Ooooh my favourites! 

Nhu and Wing

Nhu and Wing

We stopped for lunch at a local restaurant where they eventually dug out an English menu. Hmmmm Pig's Uterus or Pig's Udders? Thankfully I found some Satay Beef. Lunch was followed by a brief photo shoot with everyone at the restaurant. My guide said westerners hadn't been there in years and they were particularly taken by my 'princess hair.' 

 We whiled away the afternoon riding bikes around Coconut Island, with Nhu teaching me Vietnamese. Some useful sentences and a lot aimed a coaxing Wing out of his shell. We wandered through orchards picking and eating fruits I've never heard of until we could eat no more.

 

A friend from home, Will Bolitho, who's an expat here has been keeping me well entertained in the evenings. Going to delicious restaurants and even going clubbing. I regretted the latter when I woke up with a pounding headache this morning. 

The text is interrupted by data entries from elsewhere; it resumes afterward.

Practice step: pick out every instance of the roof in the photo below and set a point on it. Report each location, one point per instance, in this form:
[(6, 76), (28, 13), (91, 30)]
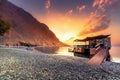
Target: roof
[(92, 38)]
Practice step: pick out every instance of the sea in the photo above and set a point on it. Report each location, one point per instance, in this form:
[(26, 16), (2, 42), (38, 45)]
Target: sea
[(63, 51)]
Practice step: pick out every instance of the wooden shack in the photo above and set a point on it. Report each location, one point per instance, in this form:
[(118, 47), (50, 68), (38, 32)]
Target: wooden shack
[(91, 45)]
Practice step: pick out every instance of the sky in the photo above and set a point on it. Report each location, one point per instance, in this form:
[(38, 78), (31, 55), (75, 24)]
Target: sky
[(71, 19)]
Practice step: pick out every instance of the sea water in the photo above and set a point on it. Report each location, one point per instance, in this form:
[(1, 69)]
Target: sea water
[(114, 52)]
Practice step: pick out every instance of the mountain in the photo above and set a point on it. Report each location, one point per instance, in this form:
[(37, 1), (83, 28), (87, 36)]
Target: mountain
[(25, 27)]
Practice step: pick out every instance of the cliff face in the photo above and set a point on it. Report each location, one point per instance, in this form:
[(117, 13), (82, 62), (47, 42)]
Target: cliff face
[(25, 27)]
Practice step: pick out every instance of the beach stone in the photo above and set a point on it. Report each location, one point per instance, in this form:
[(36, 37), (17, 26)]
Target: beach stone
[(17, 64)]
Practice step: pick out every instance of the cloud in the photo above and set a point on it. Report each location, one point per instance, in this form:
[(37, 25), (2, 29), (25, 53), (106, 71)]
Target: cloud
[(47, 4), (69, 12), (96, 22), (99, 19), (81, 8), (102, 4)]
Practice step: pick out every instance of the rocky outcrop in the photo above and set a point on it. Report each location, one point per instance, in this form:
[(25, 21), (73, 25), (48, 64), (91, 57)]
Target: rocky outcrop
[(25, 27)]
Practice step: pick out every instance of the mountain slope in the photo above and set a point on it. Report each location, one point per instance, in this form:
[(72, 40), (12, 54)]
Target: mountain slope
[(25, 27)]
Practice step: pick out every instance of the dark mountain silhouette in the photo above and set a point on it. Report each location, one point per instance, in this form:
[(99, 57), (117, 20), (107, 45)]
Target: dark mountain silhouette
[(25, 27)]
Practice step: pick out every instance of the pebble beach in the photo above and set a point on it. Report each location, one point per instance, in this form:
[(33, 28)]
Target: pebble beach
[(22, 64)]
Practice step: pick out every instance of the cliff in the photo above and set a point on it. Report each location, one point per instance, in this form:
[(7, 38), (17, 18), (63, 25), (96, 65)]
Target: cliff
[(25, 27)]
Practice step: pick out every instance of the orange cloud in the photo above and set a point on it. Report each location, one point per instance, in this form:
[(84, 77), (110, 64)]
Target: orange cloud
[(69, 12), (102, 4), (47, 4), (81, 8), (96, 22)]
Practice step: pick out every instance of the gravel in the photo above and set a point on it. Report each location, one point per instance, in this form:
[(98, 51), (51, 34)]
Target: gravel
[(20, 64)]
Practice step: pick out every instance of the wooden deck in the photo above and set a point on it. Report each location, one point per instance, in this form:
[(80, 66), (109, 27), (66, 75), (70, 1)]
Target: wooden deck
[(99, 57)]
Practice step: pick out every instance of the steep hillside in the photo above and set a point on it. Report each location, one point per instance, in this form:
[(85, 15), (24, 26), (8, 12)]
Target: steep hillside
[(25, 27)]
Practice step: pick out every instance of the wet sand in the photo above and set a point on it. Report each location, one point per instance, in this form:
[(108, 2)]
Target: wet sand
[(21, 64)]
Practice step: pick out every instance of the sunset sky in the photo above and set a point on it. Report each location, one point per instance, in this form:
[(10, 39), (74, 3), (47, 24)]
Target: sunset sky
[(76, 18)]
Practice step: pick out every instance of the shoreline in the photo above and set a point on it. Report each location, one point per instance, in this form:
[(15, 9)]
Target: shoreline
[(23, 64)]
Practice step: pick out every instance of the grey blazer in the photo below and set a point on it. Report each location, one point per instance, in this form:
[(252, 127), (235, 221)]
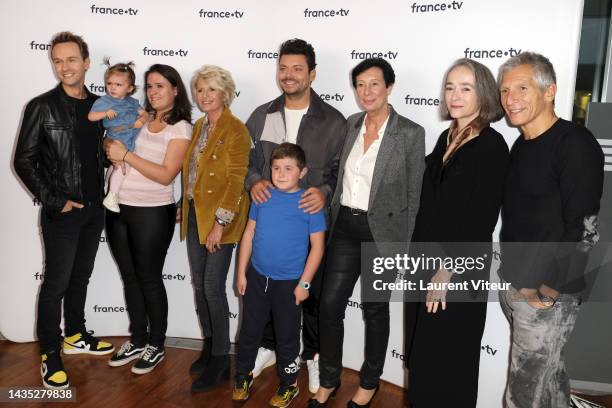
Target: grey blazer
[(396, 183)]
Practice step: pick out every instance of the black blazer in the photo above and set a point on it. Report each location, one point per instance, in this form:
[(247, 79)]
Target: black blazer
[(460, 202)]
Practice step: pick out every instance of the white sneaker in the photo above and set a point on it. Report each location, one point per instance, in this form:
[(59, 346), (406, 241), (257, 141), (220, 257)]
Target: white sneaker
[(265, 358), (313, 374), (111, 202)]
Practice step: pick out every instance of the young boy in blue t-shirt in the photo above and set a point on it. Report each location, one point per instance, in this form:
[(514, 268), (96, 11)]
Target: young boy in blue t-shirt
[(276, 241)]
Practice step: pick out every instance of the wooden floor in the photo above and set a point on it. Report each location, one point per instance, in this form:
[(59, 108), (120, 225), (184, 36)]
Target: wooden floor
[(98, 385)]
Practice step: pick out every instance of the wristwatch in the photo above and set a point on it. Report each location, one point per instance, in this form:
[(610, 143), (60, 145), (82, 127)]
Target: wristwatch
[(547, 301), (221, 222)]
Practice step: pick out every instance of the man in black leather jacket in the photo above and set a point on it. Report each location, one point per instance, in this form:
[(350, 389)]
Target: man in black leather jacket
[(59, 159)]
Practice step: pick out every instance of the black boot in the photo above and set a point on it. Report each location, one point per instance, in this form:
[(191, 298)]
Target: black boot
[(216, 371), (198, 366)]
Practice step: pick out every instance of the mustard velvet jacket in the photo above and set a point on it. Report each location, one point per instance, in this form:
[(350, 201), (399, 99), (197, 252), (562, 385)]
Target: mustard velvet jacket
[(219, 183)]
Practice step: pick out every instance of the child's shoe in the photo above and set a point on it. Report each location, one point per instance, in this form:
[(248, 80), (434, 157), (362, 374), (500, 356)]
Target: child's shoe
[(111, 202), (149, 359), (242, 387)]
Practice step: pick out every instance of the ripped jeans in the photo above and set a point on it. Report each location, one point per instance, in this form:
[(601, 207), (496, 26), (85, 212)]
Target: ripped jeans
[(537, 376)]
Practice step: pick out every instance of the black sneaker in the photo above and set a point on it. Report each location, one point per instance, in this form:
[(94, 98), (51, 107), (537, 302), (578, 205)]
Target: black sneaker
[(150, 357), (52, 371), (127, 352), (86, 343), (284, 395)]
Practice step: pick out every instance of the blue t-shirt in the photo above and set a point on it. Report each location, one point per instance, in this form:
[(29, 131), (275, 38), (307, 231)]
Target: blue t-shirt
[(282, 235), (120, 127)]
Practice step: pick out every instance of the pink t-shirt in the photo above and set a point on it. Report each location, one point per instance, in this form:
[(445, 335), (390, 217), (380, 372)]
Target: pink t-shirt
[(139, 191)]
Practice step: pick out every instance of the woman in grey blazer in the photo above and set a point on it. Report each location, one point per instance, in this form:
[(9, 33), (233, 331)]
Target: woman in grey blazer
[(376, 200)]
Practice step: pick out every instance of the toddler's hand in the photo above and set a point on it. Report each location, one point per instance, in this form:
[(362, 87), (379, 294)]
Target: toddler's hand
[(241, 284), (301, 294)]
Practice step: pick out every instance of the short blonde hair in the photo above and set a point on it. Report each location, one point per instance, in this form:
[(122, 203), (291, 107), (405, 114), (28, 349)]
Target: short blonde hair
[(219, 78)]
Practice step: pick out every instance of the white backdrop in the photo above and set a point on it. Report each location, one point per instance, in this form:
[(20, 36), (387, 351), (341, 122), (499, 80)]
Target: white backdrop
[(420, 39)]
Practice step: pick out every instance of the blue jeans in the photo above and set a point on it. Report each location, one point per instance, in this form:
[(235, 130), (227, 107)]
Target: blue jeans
[(537, 377), (209, 274)]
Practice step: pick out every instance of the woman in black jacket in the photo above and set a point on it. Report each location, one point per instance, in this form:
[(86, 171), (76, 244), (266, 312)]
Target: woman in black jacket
[(460, 202)]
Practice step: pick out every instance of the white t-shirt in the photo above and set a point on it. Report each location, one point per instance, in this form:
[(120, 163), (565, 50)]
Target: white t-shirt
[(293, 118), (359, 170), (138, 190)]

 I'd been recommended by a few people including Will to try Sophie's Art Tour, which I did this morning. It was brilliant, four hours of learning about art and history in Vietnam since 1800 through a serious of paintings in four locations around the city. Stu took us through four chapters of art history from the French setting up a painting school here to combat artists who had to make propaganda paintings on the front line. One of the most notable painters in Vietnamese history was Bui Xuan Phai. When my father was in Hanoi in 1981 he bought two paintings on the street for a packet of cigarettes, one was by Phai and the other by his son. He bought them off the artist newly painted. Stu, our guide, and the gallery owners were very excited by this as he became so popular after he died in 1988 that even forgeries had value.

A painting by Bui Xuan Phai

A painting by Bui Xuan Phai

 

The morning made me realise once more how lucky I am to live in a free country doing what I do. If you have an exhibition in Vietnam it has to be approved by the Ministry for Culture and if anything doesn't fit their endless regulations it will be taken down and the artist punished and put on a watch list.

Apart from my painting on the Mekong River I haven't managed any more. The thought of setting up my easel around this city is daunting and I just couldn't face it. Although I've learnt a huge amount here I'm looking forward to leaving Ho Chi Minh. It's been exciting and busy and stimulating but also exhausting and I've felt distinctly uneasy in my dodgy hotel. Tomorrow I'm off to Hoi An and I can't wait!